La vitalité de l’industrie contribue donc à la vitalité économique des régions parce qu’elle alimente quantité de commerces et d’activités connexes à la tenue de spectacles.

La sortie de crise laissait présager un nouveau départ, mais celui-ci pourrait être ralenti par l’assombrissement du contexte économique au cours des prochains mois, une situation qu’appréhendent les acteurs de l’industrie.

L’inflation et la hausse des taux d’intérêt affectent les dépenses discrétionnaires. Quand tout monte, tu penses plus à payer ton loyer et ton épicerie qu’à dépenser pour aller voir un spectacle.

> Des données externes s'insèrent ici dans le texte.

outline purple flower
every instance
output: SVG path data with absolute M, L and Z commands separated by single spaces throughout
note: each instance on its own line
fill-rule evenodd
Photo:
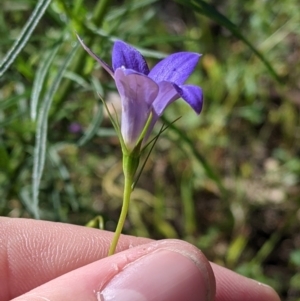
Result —
M 194 71 L 200 54 L 178 52 L 160 61 L 150 71 L 144 57 L 133 47 L 116 41 L 112 67 L 94 54 L 78 37 L 83 48 L 113 77 L 121 96 L 121 132 L 128 150 L 134 149 L 152 113 L 144 143 L 165 108 L 183 98 L 197 114 L 203 104 L 202 89 L 184 85 Z

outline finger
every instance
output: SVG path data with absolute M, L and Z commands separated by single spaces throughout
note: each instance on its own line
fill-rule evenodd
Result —
M 211 263 L 216 276 L 215 301 L 280 301 L 269 286 Z
M 194 246 L 163 240 L 93 262 L 13 301 L 212 301 L 215 280 Z
M 68 224 L 0 218 L 0 300 L 106 257 L 112 233 Z M 149 242 L 122 236 L 117 251 Z

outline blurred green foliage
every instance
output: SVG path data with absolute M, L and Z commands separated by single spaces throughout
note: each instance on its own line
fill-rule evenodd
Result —
M 150 65 L 200 52 L 190 82 L 204 90 L 203 112 L 195 116 L 180 100 L 168 108 L 165 123 L 182 118 L 151 154 L 125 232 L 185 239 L 284 300 L 300 300 L 297 0 L 1 7 L 1 215 L 115 228 L 121 154 L 98 93 L 116 108 L 119 99 L 75 32 L 107 62 L 115 39 Z

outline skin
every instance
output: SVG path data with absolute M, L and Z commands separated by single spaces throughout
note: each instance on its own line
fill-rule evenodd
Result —
M 209 263 L 180 240 L 124 235 L 118 253 L 107 257 L 112 235 L 0 217 L 0 300 L 280 300 L 272 288 Z

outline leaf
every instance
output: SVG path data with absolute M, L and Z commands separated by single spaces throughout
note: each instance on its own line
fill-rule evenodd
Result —
M 38 22 L 40 21 L 41 17 L 43 16 L 45 10 L 47 9 L 48 5 L 50 4 L 51 0 L 40 0 L 33 13 L 31 14 L 30 18 L 28 19 L 27 23 L 23 27 L 20 36 L 15 41 L 11 49 L 8 51 L 6 56 L 4 57 L 3 61 L 0 64 L 0 77 L 3 76 L 5 71 L 10 67 L 10 65 L 14 62 L 18 54 L 22 51 L 25 47 L 26 43 L 28 42 L 29 38 L 35 27 L 37 26 Z
M 41 108 L 39 110 L 39 116 L 37 121 L 37 131 L 35 136 L 35 147 L 34 147 L 34 158 L 33 158 L 33 174 L 32 174 L 32 203 L 34 208 L 34 217 L 39 218 L 39 187 L 42 178 L 42 173 L 45 165 L 45 157 L 46 157 L 46 141 L 47 141 L 47 129 L 48 129 L 48 115 L 51 107 L 52 100 L 54 98 L 55 92 L 57 91 L 60 82 L 62 80 L 64 71 L 67 69 L 69 63 L 74 57 L 76 50 L 78 49 L 78 44 L 73 48 L 73 50 L 69 53 L 64 63 L 60 67 L 44 96 L 43 102 L 41 104 Z
M 265 64 L 270 74 L 278 81 L 281 82 L 280 76 L 276 73 L 270 62 L 264 57 L 264 55 L 258 51 L 250 41 L 241 33 L 239 28 L 233 24 L 229 19 L 216 10 L 216 8 L 202 0 L 176 0 L 184 6 L 192 8 L 194 11 L 214 20 L 218 24 L 226 27 L 233 35 L 242 40 L 253 53 Z

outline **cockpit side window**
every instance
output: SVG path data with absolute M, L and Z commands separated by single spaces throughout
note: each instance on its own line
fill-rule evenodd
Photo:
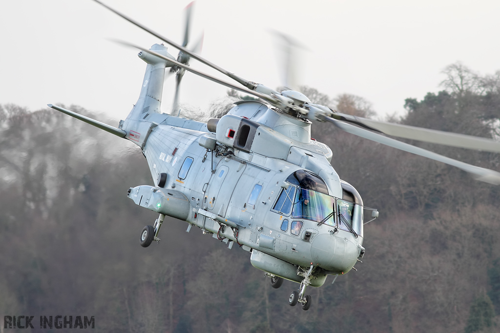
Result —
M 287 231 L 288 230 L 288 220 L 285 219 L 283 220 L 281 226 L 282 231 Z
M 288 189 L 283 189 L 272 209 L 284 215 L 290 215 L 293 206 L 296 189 L 294 186 L 288 186 Z
M 298 236 L 298 234 L 300 233 L 300 229 L 302 229 L 302 226 L 304 224 L 304 223 L 302 221 L 292 221 L 292 227 L 290 228 L 290 232 L 292 233 L 292 235 Z
M 180 170 L 179 170 L 179 173 L 178 175 L 179 179 L 186 179 L 186 178 L 188 176 L 188 172 L 191 167 L 191 165 L 192 164 L 193 161 L 194 160 L 192 157 L 186 157 L 186 159 L 184 160 L 184 163 L 182 163 L 182 166 L 180 167 Z
M 339 199 L 337 200 L 337 207 L 338 210 L 338 227 L 342 230 L 350 231 L 349 227 L 352 225 L 354 204 Z M 348 225 L 348 226 L 346 225 Z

Jean-François Renaud, président de l’ADISQ

« Et quand survient une crise, la prise de risque est aussi affectée. Beaucoup de producteurs vont être plus prudents pour se lancer dans de nouveaux projets, si la situation se détériore », signale Jean-François Renaud.

Ce qui est dommage. Les industries culturelles jouent un rôle important dans la vie économique québécoise. Il y a 20 ans, elles représentaient 5,1 % du PIB, une contribution qui est tombée à 4 % en 2019.

Il y a 20 ans, les dépenses du gouvernement québécois dans la culture représentaient 1,6 % de ses dépenses totales, une proportion qui est tombée à 0,9 %, en 2019. Là comme dans bien des secteurs essentiels où l’on cherche à corriger les erreurs du passé, il y aurait du rattrapage à faire.